Donut 11: A Little Sugar
I know that I can sometimes come off as a little bit negative. When I was still doing stand-up, one of the things local comedy mainstay Dean Lewis loved to remind us was: You have to have a perspective, and it has to be emotional.
That is to say, we’re usually most relatable when we’re grumbling about something. And yes, I censored myself here, because Fish is a nicer guy than I am.
The reality is, sometimes—especially in a team’s twilight—there is a lot to gripe about. But, there’s also a lot to be hopeful about right now.
J.J. Barea continues to be a real life NBA basketball player. I don’t care how old he gets, I don’t care how tall he is—the man knows how to find open guys, he knows how to hit big shots, and he knows how to drive to the freaking basket. If this team doesn’t turn it around, he’s going to be an asset for someone. We’ll talk about whether that’s an asset that we’ve flipped to rebuild in another couple of months. For now, try to enjoy watching the man fearlessly enjoy his work.
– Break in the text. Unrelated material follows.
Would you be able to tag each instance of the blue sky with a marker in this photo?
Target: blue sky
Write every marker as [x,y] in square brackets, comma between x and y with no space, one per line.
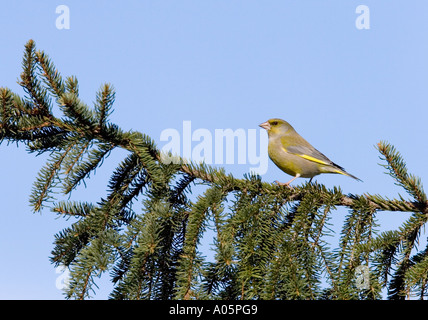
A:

Dirk and Williams (shown working on Tuesday in Boston) are coming back. We don’t know how long they’ll be back in the lineup when they get back—and both recent and past history says one of them will miss a few more games here and there—but when those two guys are healthy, every aspect of this team gets better.
They both know how to drive to the basket (yes, even Dirk, as we saw in the opening week of the season), they both know how to hit big baskets, and they both know how to make their teammates better. When they get back, we might also see Bogut’s PER start to climb a little bit again—even if it’s only because he spends a bit more time against second units, while Dirk carves out a piece of that 5 spot.
Devin Harris is also coming back—maybe—eventually—someone keeps telling me. I don’t know what that does for the team right now, but it probably doesn’t make it worse.
Donut 12: A Little Medicine
But, aside from the noble desire to watch Dirk play meaningful basketball -- (he's missed four straight with the Achilles but will try to go tonight in Boston) there may not be great incentive to win this season. Golden State is a monster. Harden seems like a new man playing without Howard in Houston. The Cavs have only one loss this season. There is very little chance that the most competitive version of this Mavs team is going to get much further than a polite postcard out of the first round.
So, as I wrote Monday: maybe our next super star isn’t Barnes, or Anderson, or Curry. Or maybe it is, but we remember the harsh lesson that one superstar can, only once in a great while, carry the entire weight of a franchise on his back.
Dirk nearly did it in 2006—but he needed the best version of Jason Terry we’d ever seen, and HOF'er Jason Kidd just to polish off the last piece of his legacy.
So, maybe, with the Number Something pick next year—the Mavs finally add a star draftee to play alongside whichever player emerges as the alpha dog in 2016-2017. Maybe he gets coached up by the superstar brain of Rick Carlisle. Maybe he gets to enjoy a little bit of wisdom from Dirk in his final year or two (think the Admiral in San Antonio).
And maybe—just maybe—the new guy will hit more of his threes.